Sort the raw URL-encoded pairs. If your URL contains filter%5BpageSize%5D=20, sort using that encoded form, not the decoded filter[pageSize]=20.

The PATH component never includes the query string. /v1/fx/transactions only — no ?.

The QUERY and BODY components are separate. GET requests always have an empty BODY, regardless of query parameters.

Duplicate keys are allowed. If the URL has tag=a&tag=b, both pairs are kept and sorted independently.

The timestamp and nonce in the headers must match exactly what was used in the signing string. Any mismatch will cause verification to fail.

Each nonce must be unique — reusing a nonce will be rejected as a replay attack.

The timestamp must be recent — expired timestamps are rejected.

The body must be the exact raw string sent in the request. Differences in whitespace or key ordering will invalidate the signature.

8. What is the timestamp tolerance?

The server accepts requests with timestamps within ±300 seconds (5 minutes) of the server’s current time. Requests outside this window will be rejected with a clock_skew error. Ensure your server clock is synchronized via NTP.

9. What is a nonce and why is it needed?

A nonce ("number used once") is a unique UUID string included in each request. It prevents replay attacks — if someone intercepts a valid signed request and tries to resend it, the server will detect the duplicate nonce and reject it.

The accepted regex format for this UUID is /\A[0-9a-f]{8}-[0-9a-f]{4}-[0-9a-f]{4}-[0-9a-f]{4}-[0-9a-f]{12}\z/i.

10. What happens if my signature is invalid?

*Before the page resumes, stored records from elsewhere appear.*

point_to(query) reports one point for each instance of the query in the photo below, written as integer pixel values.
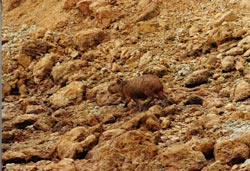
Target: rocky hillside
(59, 58)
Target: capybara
(139, 88)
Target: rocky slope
(60, 57)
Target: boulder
(178, 157)
(43, 67)
(70, 94)
(89, 38)
(62, 72)
(231, 152)
(75, 143)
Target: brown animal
(140, 88)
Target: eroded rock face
(75, 143)
(179, 157)
(58, 114)
(62, 72)
(197, 77)
(123, 150)
(72, 93)
(231, 151)
(43, 67)
(89, 38)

The API will return one of the following error responses:

Error	Error Code	HTTP Status	Description
Missing Required Signature Headers	`STXE-3000`	400	One or more required signing headers (`X-XFERS-APP-API-KEY`, `X-PUBLIC-KEY-ID`, `X-SIGNATURE`, `X-TIMESTAMP`, `X-NONCE`) are missing.
Missing Public Key ID	`STXE-3000`	400	The `X-PUBLIC-KEY-ID` header is required when signature authentication is enabled for your account.
Invalid Nonce Format	`STXE-3000`	400	The nonce must be a valid UUID format.
Invalid Timestamp Format	`STXE-3000`	400	The provided timestamp format is invalid. Please use Unix timestamp (seconds since epoch).
Public Key Inactive	`STXE-4000`	400	The specified public key is inactive and cannot be used for signature verification.
Invalid Request Signature	`STXE-1000`	401	The provided signature could not be verified. Ensure you are signing the canonical string correctly with your private key.
Request Timestamp Expired	`STXE-1000`	401	The request timestamp is outside the acceptable time window (±5 minutes). Ensure your system clock is synchronized.
Replay Attack Detected	`STXE-1000`	401	This nonce has already been used. Generate a new unique nonce for each request.
Key Ownership Mismatch	`STXE-2000`	403	The API token and public key must belong to the same user.
Public Key Not Found	`STXE-5000`	404	The specified public key could not be found or has been deactivated.

11. Can I rotate my keys?

Yes. The system supports multiple public keys identified by X-PUBLIC-KEY-ID. You can upload a new public key, start using it in your requests, and then deactivate or delete the old key — enabling zero-downtime key rotation.

12. Can I switch back to API key authentication?

Yes. HTTP Request Signing is controlled by a per-account configuration. If needed, it can be toggled from the StraitsX Account Dashboard and your existing API key authentication will continue to work as before.